OpenCL - Extremely slow kernel execution

Currently I’m at the final stages in my project, optimizations. Something very strange happens, something that I can’t explain.

Doesn’t matter what I do, there is always one kernel that takes about 10 ms to execute. What’s interesting is that from execution to execution, it isn’t always the same kernel. Obviously, these kernels i’m speaking about shouldn’t take much more then 100 micros. For example, I have this kernel that copies pixels with simple condition:

kernel void copyBufferWithMask(global const float* _src, global float* _dst, global const float* _mask, const int _width)
{
const int x = get_global_id(0);
const int y = get_global_id(1);
const int pos = y * _width + x;

if (x >= _width)
{
    return;
}

if (_mask[pos] != 0)
{
    _dst[pos] = _src[pos];
}

}

This kernel takes 10 ms as i said before while usually it takes about 90-100 micros.
Yesterday, a multiplication kernel took 11 ms while today it’s only 138 micros.

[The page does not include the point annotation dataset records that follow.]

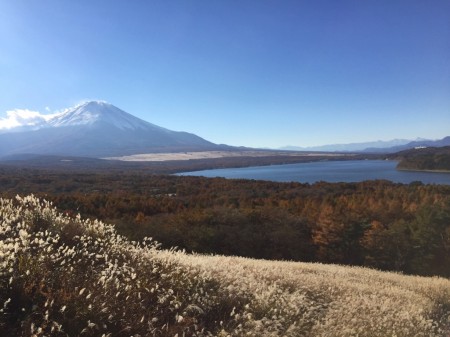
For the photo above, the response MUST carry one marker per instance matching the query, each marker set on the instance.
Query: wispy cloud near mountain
(24, 117)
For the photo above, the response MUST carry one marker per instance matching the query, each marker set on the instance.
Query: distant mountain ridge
(379, 146)
(97, 129)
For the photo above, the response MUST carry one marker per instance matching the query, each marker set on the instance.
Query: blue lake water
(330, 171)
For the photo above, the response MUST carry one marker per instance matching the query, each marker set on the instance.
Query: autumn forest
(378, 224)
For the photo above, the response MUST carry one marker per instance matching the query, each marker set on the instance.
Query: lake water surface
(330, 171)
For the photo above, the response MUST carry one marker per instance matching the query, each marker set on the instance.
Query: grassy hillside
(65, 276)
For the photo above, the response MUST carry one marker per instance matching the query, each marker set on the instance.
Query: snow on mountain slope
(98, 129)
(97, 111)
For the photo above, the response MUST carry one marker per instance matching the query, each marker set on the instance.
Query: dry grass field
(67, 276)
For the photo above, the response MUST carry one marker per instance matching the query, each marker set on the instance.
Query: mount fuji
(97, 129)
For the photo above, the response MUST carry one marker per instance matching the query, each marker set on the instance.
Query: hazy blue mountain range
(374, 147)
(97, 129)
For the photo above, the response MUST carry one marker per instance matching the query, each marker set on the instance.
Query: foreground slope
(63, 276)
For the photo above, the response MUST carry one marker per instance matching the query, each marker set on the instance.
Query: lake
(330, 171)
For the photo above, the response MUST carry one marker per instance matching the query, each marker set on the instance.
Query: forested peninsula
(425, 159)
(379, 224)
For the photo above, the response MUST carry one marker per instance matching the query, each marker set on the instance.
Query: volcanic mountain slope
(98, 129)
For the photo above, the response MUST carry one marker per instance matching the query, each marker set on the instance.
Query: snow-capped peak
(92, 112)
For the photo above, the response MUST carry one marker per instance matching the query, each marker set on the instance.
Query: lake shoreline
(333, 171)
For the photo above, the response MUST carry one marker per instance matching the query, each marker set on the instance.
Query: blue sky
(255, 73)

kernel void multiply(global const float * _src, global const float * _mask, global float * _dst, const int _width)
{
const int x = get_global_id(0);
const int y = get_global_id(1);
const int pos = y * _width + x;

if (x < _width)
{
    _dst[pos] = _src[pos] * _mask[pos];
}

}

I’m not sure how relevant it is for the problem but anyway, I’m using GTX-1080Ti and the command queue is initiated with CL_NON_BLOCK flag. Of course - using NVIDIA OpenCL means that i’m not using OpenCL 2.0 (version 1.2).

I tried searching for solution in the ‘Khronos Group’ specification but I found nothing about such behavior.

Has anyone heard about this problem / any ideas for a fix?

Thank you!

Michael.